Maruti Udyog's blistering start on the bourses followed by improved earnings guidance by Infosys brought cheer to an-otherwise listless market. Amidst negative market breadth, the BSE Sensex added 1.54 per cent to its previous week's level. The NSE Nifty too moved up, registering a 2.04 per cent gain over the week. An upbeat forecast by the CMIE on GDP numbers and government's decision to exit divested PSUs further improved sentiments.
Continuing to repose faith in the Indian stock markets, foreign institutional investors pumped in over Rs 900 crore for the second consecutive week. Mutual funds, bought equities worth Rs 60 crore on Thursday, but were net sellers to the tune of Rs 74 crore over the week.
The markets started the week on a bearish note, with index heavyweights such as HLL and Reliance Industries, shedding value due to profit-booking. Auto, PSU and financial services stocks, however, were spared. Led by the Nasdaq's gain, the Indian technology stocks helped the Sensex register marginal gains on Tuesday, but soon the index had returned to a listless mode. Indian tech buyers displayed nervousness, ahead of tech major Infosys' results on Thursday.
The listing of Maruti Udyog Ltd (MUL) at a 31 per cent premium to its cut-off price of Rs 125 on Wednesday injected life into the market. The stock appreciated 38 per cent over its cut-off price in three trading sessions. It is the first IPO stock to be directly listed on the A-group of the BSE and also the first to qualify for derivatives trading on the listing day itself. Buoyed by the success of MUL, the government announced its intention to sell out its residual stake in delisted PSUs, namely VSNL, CMC, IPCL and IBP, and that too through the IPO route. Despite all the good news the BSE PSU Index ended the week with a marginal loss of 0.84 per cent.
After Maruti, it was Infosys turn to cheer the markets. As against the disappointing last quarter performance, the software services major started Q-1 in the new fiscal on a good note, registering a 6.1 per cent rise in revenues and 7.4 per cent increase in net profits over the Q-4 performance last year. However, a dip in billing rates and the rupee appreciation continued to hurt gross margins, albeit at a lower pace. But what really got the sector 're-rated' was Infy's revision of its FY-04 guidance, from 11-12 per cent earlier to 16-18 per cent now. In a single day, Infy surged 11 per cent while the BSE IT Index was up 10 per cent. Good Infy results set off a strong rally in mid-cap technology stocks. The market excitement though fizzled out on Friday, as profit-booking set in.
Moving away from technology, the bull frenzy in pharma stocks came to a halt this week, as the BSE Healthcare Index inched downwards in every trading session save on Friday when the index moved up marginally. Overall, after eight successive weeks of clocking gains, the healthcare index was down 1.37 per cent this week. That apart, the BSE FMCG Index was also down by 0.45 per cent over the week. Banking stocks, on the other hand, had a good week, with the BSE Bankex Index rising 2.45 per cent. The mid-cap rally took a breather as the CNX Mid-cap 200 Index ended the week down 0.33 per cent.

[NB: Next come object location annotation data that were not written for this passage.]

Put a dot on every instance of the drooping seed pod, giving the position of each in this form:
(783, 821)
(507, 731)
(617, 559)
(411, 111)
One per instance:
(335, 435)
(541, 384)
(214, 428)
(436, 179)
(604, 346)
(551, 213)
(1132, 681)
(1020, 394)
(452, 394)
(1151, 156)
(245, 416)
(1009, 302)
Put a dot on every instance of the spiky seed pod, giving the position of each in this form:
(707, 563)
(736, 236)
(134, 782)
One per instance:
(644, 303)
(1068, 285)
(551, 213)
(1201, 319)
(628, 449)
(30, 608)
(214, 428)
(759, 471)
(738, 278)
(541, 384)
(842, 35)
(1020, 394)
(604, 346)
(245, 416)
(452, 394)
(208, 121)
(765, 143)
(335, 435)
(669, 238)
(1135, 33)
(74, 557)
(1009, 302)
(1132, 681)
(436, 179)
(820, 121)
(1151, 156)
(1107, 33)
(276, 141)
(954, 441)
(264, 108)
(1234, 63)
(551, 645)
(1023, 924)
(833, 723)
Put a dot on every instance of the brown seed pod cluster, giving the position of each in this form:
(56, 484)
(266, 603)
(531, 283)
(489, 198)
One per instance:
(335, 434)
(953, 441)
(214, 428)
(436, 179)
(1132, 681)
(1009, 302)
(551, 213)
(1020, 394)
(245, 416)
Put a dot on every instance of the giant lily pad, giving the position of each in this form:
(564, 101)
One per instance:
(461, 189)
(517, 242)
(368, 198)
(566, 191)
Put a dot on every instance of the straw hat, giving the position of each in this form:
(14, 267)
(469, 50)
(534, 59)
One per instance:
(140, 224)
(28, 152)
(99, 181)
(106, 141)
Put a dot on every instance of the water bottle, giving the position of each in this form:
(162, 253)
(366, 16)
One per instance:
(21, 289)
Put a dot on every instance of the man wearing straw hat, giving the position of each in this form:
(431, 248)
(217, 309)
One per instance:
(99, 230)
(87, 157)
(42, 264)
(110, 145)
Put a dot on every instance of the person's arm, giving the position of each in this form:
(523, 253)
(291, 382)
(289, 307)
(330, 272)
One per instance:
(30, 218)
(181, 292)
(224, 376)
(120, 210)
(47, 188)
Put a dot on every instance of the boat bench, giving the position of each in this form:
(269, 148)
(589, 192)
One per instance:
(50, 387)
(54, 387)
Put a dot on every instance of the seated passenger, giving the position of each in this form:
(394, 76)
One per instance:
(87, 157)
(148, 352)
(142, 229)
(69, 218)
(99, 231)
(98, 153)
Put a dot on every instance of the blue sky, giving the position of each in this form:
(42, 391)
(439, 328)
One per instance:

Meanwhile, expectations of good earnings drove the sentiment in the US markets too. Led by buy recommendation on Hewlett-Packard and Intel, the Nasdaq soared by 4.18 per cent over the week. After remaining volatile over the week, the Dow Jones gained a mere 0.55 per cent.
While Infy results spread some cheer around, a lot still depends on how other tech heavyweights perform—how they deal with a strong rupee, pricing pressures, etc. On the macro front though, indications of normal monsoon and upward revision of GDP growth estimates by both the NCAER and the CMIE paint a pretty picture. Stock markets should take a cue from improving fundamentals. However, intermittent profit-booking, as witnessed in the past few weeks, cannot be ruled out.